Question

A candy company says that the colors of its candies are 15​% ​yellow, 14​% ​red, 19​% ​orange, 25​% ​blue, 15​% green and 12​% brown. In a randomly selected bag of the​ candies, there were 26 ​yellow, 24 ​red, 11 ​orange, 10 ​blue, 10 ​green, 20 brown. Is this sample consistent with the​ company's advertised​ proportions? Test an appropriate hypothesis and state your conclusion. Complete parts a through g below. Fill in blanks

​a) If the​ company's candies are packaged in the advertised​ proportions, how many of each color should have been expected in the bag of​ candies?

(blank) Yellow

(blank) Red

(blank) Orange

(blank) Blue

(blank) Green

(blank) Brown

​(Type integers or decimals rounded to two decimal places as​ needed.)

b) To see if the bag was​ unusual, should the test be for​ goodness-of-fit, homogeneity, or​ independence?

Choose the correct answer below.

A. Goodness-of-fit

B. Homogeneity

C. Independence

c) State the hypothesis

d) Check the conditions.

Select all assumptions and conditions below that are satisfied by the data.

A. Expected cell frequency condition

B. Counted data condition

C. Independence assumption

D. Randomization condition

​e) How many degrees of freedom are​ there?

There are (blank) degrees of freedom. ​(Simplify your​ answer.)

​f) Find chi squaredχ2 and the​ P-value.

chi squaredχ2 =

​(Round to four decimal places as​ needed.)

P=

​(Round to four decimal places as​ needed.)

​g) State a conclusion.

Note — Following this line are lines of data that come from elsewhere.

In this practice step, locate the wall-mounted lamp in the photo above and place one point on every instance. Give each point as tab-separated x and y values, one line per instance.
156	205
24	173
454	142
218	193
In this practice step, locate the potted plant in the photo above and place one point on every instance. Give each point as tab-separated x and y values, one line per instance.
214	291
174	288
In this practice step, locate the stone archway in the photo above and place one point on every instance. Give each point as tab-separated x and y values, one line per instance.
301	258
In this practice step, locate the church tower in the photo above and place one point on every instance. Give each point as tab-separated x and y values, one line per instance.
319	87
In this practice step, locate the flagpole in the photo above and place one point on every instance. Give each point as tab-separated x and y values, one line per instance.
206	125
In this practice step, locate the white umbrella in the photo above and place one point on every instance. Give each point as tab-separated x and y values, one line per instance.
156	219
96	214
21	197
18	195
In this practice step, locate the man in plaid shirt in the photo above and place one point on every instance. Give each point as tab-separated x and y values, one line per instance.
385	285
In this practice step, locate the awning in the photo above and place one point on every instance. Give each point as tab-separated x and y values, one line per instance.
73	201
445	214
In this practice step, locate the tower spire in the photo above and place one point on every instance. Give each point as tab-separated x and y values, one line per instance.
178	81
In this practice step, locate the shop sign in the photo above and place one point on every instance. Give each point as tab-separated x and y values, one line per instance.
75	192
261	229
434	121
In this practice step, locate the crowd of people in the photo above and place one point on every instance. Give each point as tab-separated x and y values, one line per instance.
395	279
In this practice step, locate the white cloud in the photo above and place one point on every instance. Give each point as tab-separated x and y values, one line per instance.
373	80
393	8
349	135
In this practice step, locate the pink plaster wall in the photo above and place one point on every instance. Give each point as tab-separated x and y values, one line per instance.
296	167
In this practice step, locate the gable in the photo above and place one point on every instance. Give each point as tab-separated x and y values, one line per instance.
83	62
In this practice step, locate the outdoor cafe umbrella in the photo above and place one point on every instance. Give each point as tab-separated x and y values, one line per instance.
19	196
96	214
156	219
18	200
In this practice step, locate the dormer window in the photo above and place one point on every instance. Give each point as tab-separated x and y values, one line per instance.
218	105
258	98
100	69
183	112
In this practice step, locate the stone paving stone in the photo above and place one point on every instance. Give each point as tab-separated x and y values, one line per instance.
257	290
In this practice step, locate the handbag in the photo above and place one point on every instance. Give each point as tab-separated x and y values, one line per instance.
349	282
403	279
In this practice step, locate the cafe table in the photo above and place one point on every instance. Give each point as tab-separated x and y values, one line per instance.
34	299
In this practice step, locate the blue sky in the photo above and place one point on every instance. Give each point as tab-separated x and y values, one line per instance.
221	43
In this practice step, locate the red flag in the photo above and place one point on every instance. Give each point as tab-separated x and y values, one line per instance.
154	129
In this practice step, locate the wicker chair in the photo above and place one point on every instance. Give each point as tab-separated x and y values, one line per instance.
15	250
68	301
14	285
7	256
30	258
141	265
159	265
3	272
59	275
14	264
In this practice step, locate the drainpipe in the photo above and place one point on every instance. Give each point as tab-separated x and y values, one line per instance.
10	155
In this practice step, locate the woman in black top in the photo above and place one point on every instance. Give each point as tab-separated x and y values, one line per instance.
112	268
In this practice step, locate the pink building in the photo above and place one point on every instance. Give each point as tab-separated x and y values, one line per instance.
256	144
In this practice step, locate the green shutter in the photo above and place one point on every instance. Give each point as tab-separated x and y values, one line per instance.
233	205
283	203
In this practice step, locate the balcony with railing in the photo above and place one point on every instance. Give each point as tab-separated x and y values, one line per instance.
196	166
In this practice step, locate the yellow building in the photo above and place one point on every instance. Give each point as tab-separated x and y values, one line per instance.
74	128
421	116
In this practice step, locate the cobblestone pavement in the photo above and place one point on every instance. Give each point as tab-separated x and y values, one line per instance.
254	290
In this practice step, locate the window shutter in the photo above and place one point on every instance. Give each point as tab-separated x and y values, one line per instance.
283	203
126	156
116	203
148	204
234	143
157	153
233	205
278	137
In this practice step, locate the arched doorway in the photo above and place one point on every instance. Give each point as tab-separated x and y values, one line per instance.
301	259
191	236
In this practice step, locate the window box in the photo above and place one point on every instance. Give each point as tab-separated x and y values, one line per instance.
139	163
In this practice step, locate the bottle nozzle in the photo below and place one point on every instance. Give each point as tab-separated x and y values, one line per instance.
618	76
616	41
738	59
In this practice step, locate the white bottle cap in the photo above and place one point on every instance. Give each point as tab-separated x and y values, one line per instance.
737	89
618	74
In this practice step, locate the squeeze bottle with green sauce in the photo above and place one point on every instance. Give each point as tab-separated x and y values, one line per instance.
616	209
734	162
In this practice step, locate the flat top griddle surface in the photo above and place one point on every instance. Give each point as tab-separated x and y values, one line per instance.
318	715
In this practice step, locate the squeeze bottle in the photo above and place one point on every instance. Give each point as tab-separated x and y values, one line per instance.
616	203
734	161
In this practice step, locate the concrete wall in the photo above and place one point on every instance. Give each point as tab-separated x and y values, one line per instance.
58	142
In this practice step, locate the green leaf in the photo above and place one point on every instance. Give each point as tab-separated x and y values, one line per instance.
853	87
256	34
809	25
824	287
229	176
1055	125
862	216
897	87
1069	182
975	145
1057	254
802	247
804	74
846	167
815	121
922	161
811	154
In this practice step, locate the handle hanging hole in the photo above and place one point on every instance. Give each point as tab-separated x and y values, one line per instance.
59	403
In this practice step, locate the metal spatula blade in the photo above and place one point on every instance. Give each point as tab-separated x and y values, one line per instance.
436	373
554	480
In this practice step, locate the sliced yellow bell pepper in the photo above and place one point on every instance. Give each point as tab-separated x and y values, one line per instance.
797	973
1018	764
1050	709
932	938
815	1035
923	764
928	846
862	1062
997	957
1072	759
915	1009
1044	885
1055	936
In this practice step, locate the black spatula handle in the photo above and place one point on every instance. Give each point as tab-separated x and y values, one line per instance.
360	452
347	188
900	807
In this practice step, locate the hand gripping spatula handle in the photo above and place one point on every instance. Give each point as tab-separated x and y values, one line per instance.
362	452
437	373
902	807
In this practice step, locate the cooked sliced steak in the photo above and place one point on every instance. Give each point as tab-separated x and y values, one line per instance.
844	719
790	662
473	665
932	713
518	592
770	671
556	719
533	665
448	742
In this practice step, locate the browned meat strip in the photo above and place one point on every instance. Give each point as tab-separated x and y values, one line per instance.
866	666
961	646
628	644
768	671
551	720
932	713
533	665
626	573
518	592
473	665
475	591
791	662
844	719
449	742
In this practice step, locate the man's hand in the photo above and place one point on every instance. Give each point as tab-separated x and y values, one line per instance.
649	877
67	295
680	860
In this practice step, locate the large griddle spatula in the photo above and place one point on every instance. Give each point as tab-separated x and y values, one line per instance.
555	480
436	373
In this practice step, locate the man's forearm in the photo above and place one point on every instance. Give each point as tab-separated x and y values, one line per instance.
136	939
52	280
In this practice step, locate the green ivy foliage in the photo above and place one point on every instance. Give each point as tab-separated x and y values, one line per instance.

Assume that 0.05 is a reasonable significance level.

(blank) the hypothesis. There is (blank) evidence that the distribution of colors is not the distribution specified by the company.

Answer 1

a)since expected frequency =Np

Category	Yellow	red	Orange	Blue	Green	Brown
Expected	15.15	14.14	19.19	25.25	15.15	12.12

b)
A. Goodness-of-fit

c)

All are satisfied

e)

degree of freedom =categories-1=

5

f)

applying chi square goodness of fit test:

	relative	observed	Expected	residual	Chi square
Category	frequency(p)	Oi	Ei=total*p	R2i=(Oi-Ei)/√Ei	R2i=(Oi-Ei)2/Ei
Yellow	0.1500	26	15.15	2.7876	7.7705
red	0.1400	24	14.14	2.6221	6.8755
Orange	0.1900	11	19.19	-1.8696	3.4954
Blue	0.2500	10	25.25	-3.0349	9.2104
Green	0.1500	10	15.15	-1.3231	1.7507
Brown	0.1200	20	12.12	2.2635	5.1233
total	1.00	101	101		34.2257
test statistic X2=		34.2257

p value =

0.0000

from excel: chidist(34.226,5)

reject the null hypothesis

There is sufficient evidence that the distribution of colors is not the distribution specified by the company.